Dienstag, 3. Mai 2022

FREE ON CINEGEEK.DE Apichatpong Weerasethakul - Uncle Boonmee 





And what if our identity exists for all time and occasionally shows itself on the surface of life? At the moment we become aware of this, life would be without time limit. Isn't there this thought that we still knew heaven as children? As we get older and nearer to death, we receive them again, the greetings of the other side. Uncle Boonmee Who Can Recall His Past Lives offers this possibility. The title sounds as mysterious as that of its director Apichatpong Weerasethakul. At least for western ears. But if you are open to stories with ghosts who sometimes visit us, you have come to the right film! When I saw Unlce Boonmee for the second time, I realized that the movie was easy to understand. A dying man like Boonmee is also not particularly productive for a plot or action. He's taking his leave. Some things may seem strange like meeting a catfish. But that changes, if you look at the work from the point of view of reincarnation. Uncle Boonmee (Thanapat Saisaymar) lived as a farmer in the south of Thailand. It wasn't a very happy life. His nation was in turmoil during his lifetime and he certainly experienced more of it than he deserves! Now he dies with some family members and a nurse. He dies in his house in the jungle, in the middle of nature and sometimes ghosts appear to him like his dead wife (as beautiful as in his lifetime) or his son (with red eyes). But this is not a "classic" ghost movie, just because the ghosts are different than we expect them to be.
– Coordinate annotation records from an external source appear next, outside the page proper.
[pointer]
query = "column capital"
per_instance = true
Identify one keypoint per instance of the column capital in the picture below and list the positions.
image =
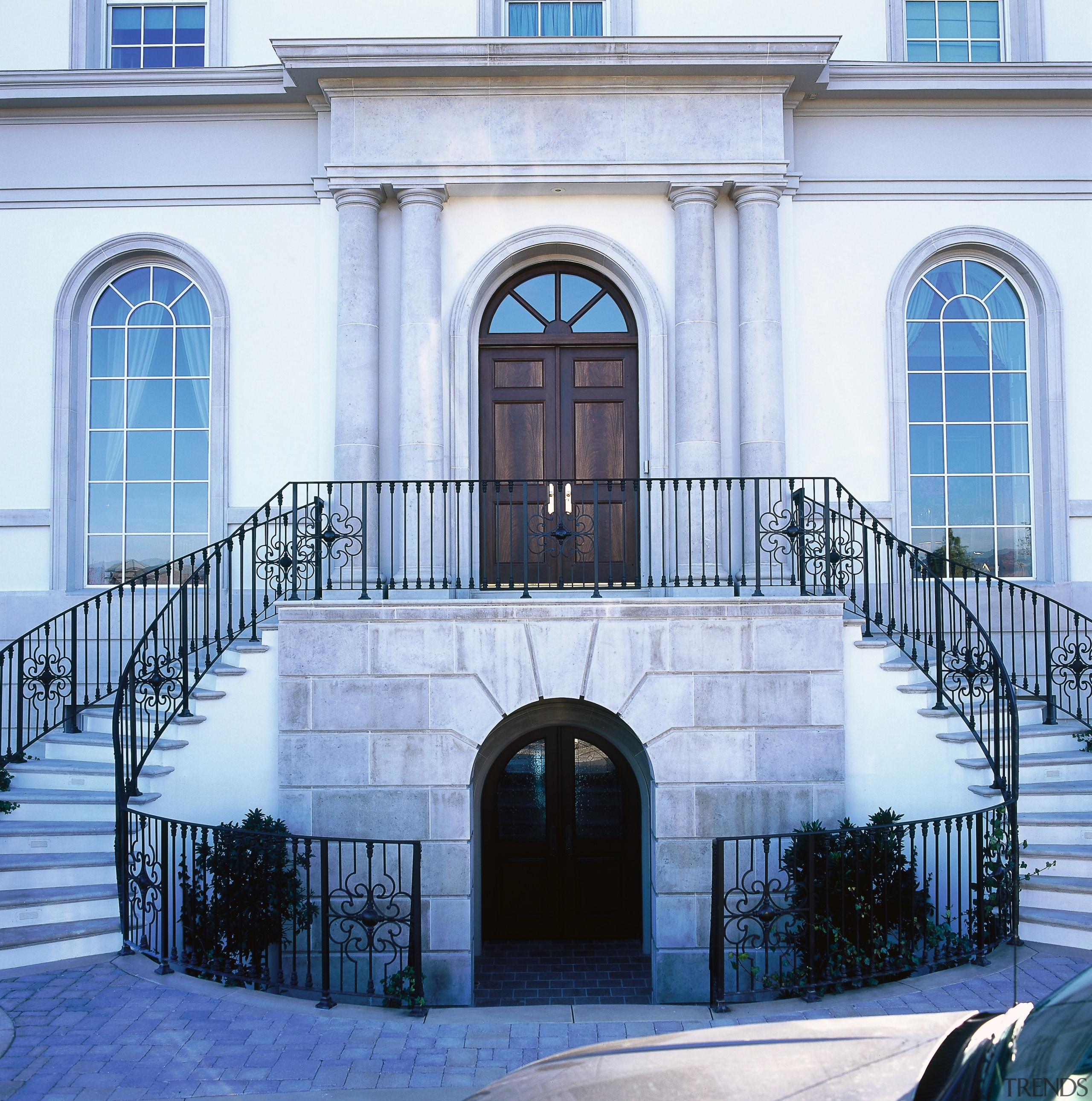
(693, 193)
(763, 192)
(431, 196)
(358, 195)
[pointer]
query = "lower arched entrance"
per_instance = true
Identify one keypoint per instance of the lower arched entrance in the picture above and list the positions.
(561, 840)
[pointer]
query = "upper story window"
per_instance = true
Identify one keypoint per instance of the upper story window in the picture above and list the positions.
(970, 446)
(157, 35)
(555, 20)
(148, 443)
(953, 30)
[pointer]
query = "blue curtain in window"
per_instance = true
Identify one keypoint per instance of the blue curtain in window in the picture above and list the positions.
(556, 20)
(523, 20)
(588, 20)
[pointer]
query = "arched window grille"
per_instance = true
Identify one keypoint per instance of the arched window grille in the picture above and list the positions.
(968, 400)
(148, 424)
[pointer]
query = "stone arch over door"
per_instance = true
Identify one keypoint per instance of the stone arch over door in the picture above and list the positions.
(598, 721)
(561, 244)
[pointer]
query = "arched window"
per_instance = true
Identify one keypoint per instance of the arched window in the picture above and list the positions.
(148, 425)
(968, 400)
(558, 303)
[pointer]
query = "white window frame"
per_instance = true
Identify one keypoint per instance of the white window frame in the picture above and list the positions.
(90, 33)
(608, 25)
(1022, 31)
(1002, 37)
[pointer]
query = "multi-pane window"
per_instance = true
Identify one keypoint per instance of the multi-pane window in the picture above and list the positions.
(148, 424)
(953, 30)
(158, 35)
(970, 448)
(555, 20)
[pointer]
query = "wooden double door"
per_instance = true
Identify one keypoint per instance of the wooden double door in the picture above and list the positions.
(561, 842)
(558, 437)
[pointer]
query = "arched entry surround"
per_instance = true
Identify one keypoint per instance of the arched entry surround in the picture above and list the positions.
(586, 716)
(602, 255)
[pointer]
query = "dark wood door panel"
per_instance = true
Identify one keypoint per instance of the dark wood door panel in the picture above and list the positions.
(561, 842)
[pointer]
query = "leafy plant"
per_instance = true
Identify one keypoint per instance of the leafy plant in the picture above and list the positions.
(858, 904)
(6, 805)
(404, 987)
(243, 890)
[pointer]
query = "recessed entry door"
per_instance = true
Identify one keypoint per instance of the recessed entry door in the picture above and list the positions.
(562, 845)
(558, 432)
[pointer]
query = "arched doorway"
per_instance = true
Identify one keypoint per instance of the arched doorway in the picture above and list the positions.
(558, 431)
(561, 849)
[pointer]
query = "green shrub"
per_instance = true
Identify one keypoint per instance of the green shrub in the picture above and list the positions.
(240, 892)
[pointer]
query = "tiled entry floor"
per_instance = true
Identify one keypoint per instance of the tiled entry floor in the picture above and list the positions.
(563, 973)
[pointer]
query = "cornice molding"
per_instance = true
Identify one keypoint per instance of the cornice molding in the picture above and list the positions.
(1016, 80)
(92, 87)
(801, 60)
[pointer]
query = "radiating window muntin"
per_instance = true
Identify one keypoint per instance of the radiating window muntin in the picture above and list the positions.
(555, 20)
(157, 35)
(148, 436)
(953, 30)
(970, 433)
(558, 302)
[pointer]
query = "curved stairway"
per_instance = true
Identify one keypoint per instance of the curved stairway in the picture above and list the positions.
(1055, 816)
(59, 892)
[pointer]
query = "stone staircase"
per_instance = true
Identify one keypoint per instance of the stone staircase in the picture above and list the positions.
(59, 895)
(1055, 814)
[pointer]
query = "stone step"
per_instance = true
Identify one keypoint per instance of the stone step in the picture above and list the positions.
(1070, 860)
(44, 944)
(1074, 795)
(90, 776)
(1049, 926)
(53, 905)
(70, 805)
(38, 836)
(28, 870)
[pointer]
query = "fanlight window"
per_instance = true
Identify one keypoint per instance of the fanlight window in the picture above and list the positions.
(148, 424)
(558, 303)
(970, 446)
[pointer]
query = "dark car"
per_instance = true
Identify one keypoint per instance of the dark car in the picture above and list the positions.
(1030, 1052)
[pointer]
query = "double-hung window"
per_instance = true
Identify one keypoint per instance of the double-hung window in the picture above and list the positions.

Basically, they behave like humans and probably also exist in the consciousness. One time Boonmee enters a cave that looks like a womb. If man and the world are one, why should it not be the earth that gives life? In the end, I wondered whether the "real" world has more substance than that of hallucinations and visions? Doesn't what just happens in our heads happen? Is this "real"? Boonmee remembers during his last days the moments of his life and those who accompanied him. It's as simple as that.